À 15 ans, Banta a pris la décision la plus difficile de sa vie : quitter son Mali natal. Un pays qu'il aimait, mais où son avenir semblait incertain. Après six jours d’une traversée périlleuse de l'océan Atlantique, il a posé le pied en Europe, sur un sol qu’il ne connaissait pas. Aujourd’hui, en 2025, ce jeune homme à peine majeur n’oublie pas ce chemin ardu, mais il regarde l’avenir avec des rêves plein les yeux.

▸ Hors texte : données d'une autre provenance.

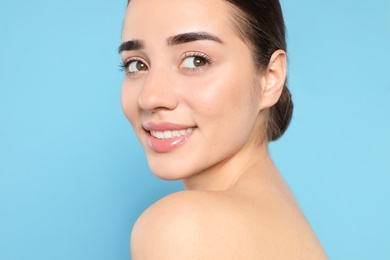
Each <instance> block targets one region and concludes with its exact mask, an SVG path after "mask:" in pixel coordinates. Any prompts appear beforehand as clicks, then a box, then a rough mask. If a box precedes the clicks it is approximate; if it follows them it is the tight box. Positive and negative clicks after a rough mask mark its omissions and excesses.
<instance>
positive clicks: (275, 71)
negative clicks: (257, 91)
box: [260, 50, 287, 110]
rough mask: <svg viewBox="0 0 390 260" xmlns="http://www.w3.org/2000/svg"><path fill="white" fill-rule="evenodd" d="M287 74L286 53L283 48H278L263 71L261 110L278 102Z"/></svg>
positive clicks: (271, 57) (284, 83) (273, 54)
mask: <svg viewBox="0 0 390 260" xmlns="http://www.w3.org/2000/svg"><path fill="white" fill-rule="evenodd" d="M286 75H287V58H286V53H285V52H284V51H283V50H277V51H275V52H274V53H273V54H272V56H271V59H270V61H269V64H268V67H267V68H266V70H265V71H264V72H263V73H262V79H261V100H260V110H263V109H266V108H269V107H272V106H273V105H275V104H276V102H278V100H279V97H280V95H281V94H282V90H283V87H284V84H285V81H286Z"/></svg>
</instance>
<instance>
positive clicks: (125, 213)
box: [0, 0, 390, 260]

“C’est maintenant que je réalise ce que j’ai traversé. Avant, je n’avais pas peur”, confie le jeune homme qui tente de retracer son parcours difficile pour arriver en France. Orphelin de père, Banta Gassama a quitté le Mali seul, à l’adolescence. Sa mère n’a pas essayé de l’en dissuader lorsqu'elle a appris son projet de départ.
"Quand j’ai appelé ma mère pour lui dire que j’allais en Mauritanie, elle a tout de suite compris que j’allais tenter de traverser la mer pour rejoindre l’Europe." Il marque une pause, pesant le poids de ses mots. "Elle a accepté ma décision. Si elle m’avait dit non, j’aurais peut-être abandonné", avance le jeune homme, âgé maintenant de 18 ans.
Un périple semé d’embûches
Le périple de Banta a débuté par un long trajet à travers l'Afrique de l’Ouest, du Sénégal à la Mauritanie. Sur la route, il a découvert une réalité effrayante : de nombreux migrants perdaient la vie avant même d’atteindre les côtes. Mais la peur ne l’a pas freiné.
Arrêté par les forces mauritaniennes en raison de sa situation irrégulière sur le territoire, il a fini par être relâché et a pu poursuivre son chemin. "J’ai plusieurs fois voulu abandonner. Mais lorsque les agents m'ont relâché, je me suis dit que j'avais peut-être une chance", confie Banta. Il a rencontré un jeune Sénégalais qui parlait français, et qui l’a aidé à communiquer tout au long du voyage. “Sur la pirogue, nous étions 15 adolescents", se rappelle-t-il.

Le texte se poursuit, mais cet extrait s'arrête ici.